Толя поправил очки, взял фотографии и изучал их в течение нескольких, томительных для меня минут.
— А что тебя именно интересует? — пожал он плечами.
— Как это что? — ахнула я. — Разве ты не видишь у трупа на шее синяки?
— А ты, Таня, сама разве не увидела, что это два разных человека? Вот это Высотин, таким его привезли. Это было еще до вскрытия. — Он протянул мне две фотографии общего плана. — А вот это шея какого-то неизвестного субъекта.

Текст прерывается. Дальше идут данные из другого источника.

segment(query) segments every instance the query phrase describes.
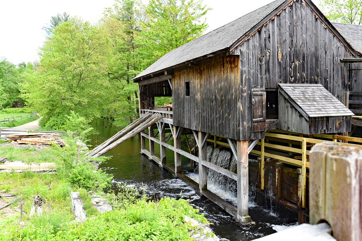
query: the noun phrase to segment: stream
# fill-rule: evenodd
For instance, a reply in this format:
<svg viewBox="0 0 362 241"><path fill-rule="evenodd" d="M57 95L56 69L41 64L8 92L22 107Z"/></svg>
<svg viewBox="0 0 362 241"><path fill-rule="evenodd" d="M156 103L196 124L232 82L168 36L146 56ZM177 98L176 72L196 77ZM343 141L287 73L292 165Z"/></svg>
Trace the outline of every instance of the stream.
<svg viewBox="0 0 362 241"><path fill-rule="evenodd" d="M91 137L90 144L98 145L116 134L117 130L103 120L95 122L93 128L98 132ZM148 143L146 140L146 146ZM228 213L207 198L201 195L168 171L160 168L154 162L140 154L141 144L139 135L129 139L120 145L107 152L111 156L102 163L100 167L114 176L113 188L117 183L143 188L146 193L156 199L164 196L189 200L190 204L200 210L201 213L213 223L211 228L220 238L231 241L252 240L275 233L275 225L290 226L296 224L297 216L291 212L281 212L265 209L252 201L255 192L249 191L249 214L255 224L242 226L238 224ZM159 145L155 144L155 154L159 156ZM174 166L174 152L167 150L167 164ZM168 158L170 157L170 158ZM182 159L182 166L189 165L189 160ZM185 173L190 178L197 180L198 176L193 173ZM266 184L266 185L267 185ZM235 205L236 193L223 190L217 184L209 183L208 188L219 196Z"/></svg>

— Что? — не поверила я своим ушам.
— Да посмотри сама! — терпеливо показал мне Толик. — Вот тут ясно видно, что эта шея чужая. — Он положил фотографии рядом, чтобы я могла сравнить.
Я внимательно всмотрелась. Пожалуй, Толик был прав: шея, на которой ясно отпечатались синяки, была толще, след от удавки — шире, да и принадлежала она, наверное, более пожилому человеку. Правда, это я разглядела только сейчас, после подсказки. Чему ж удивляться, если я раньше на это и внимания не обратила. И все-таки как я этого не заметила?
— Интересно, кто делал снимки? — спросил меня Толя. — Ведь фотографировали-то у нас.
— Тебе лучше знать, Толя, — ответила я. Потом помолчала и, испытующе глядя ему в глаза, спросила: — А у вас не работает такой человек-шкаф с украинским акцентом?
— Шкаф? — усмехнулся Толик, потом перевел взгляд за окно и поинтересовался, кивнув туда: — Не этот ли?
Я осторожно выглянула: по двору наискосок шел уже знакомый мне субъект, который ранее представился Толькиным коллегой.
— Он самый!
— Санитар, — небрежно бросил Толик. — Значит, это он тебе снимочки принес?
— Он, да еще и твоим коллегой назвался, — вздохнула я. — И сразу он мне странным показался.
— Да, Таня, лажанулась ты, — беззлобно хохотнул Толик. — Ну ничего, бывает. Ты хоть знаешь, зачем он тебе голову дурит?
— В том-то и штука, что даже не догадываюсь, — мрачно проговорила я. — Мало того, что со снимками так… так он еще и фамилию мертвеца зачем-то другую назвал, мол, какой-то Колесников.
— Ладно, не хмурься, — посоветовал Толик. — Давай спиртику махнем?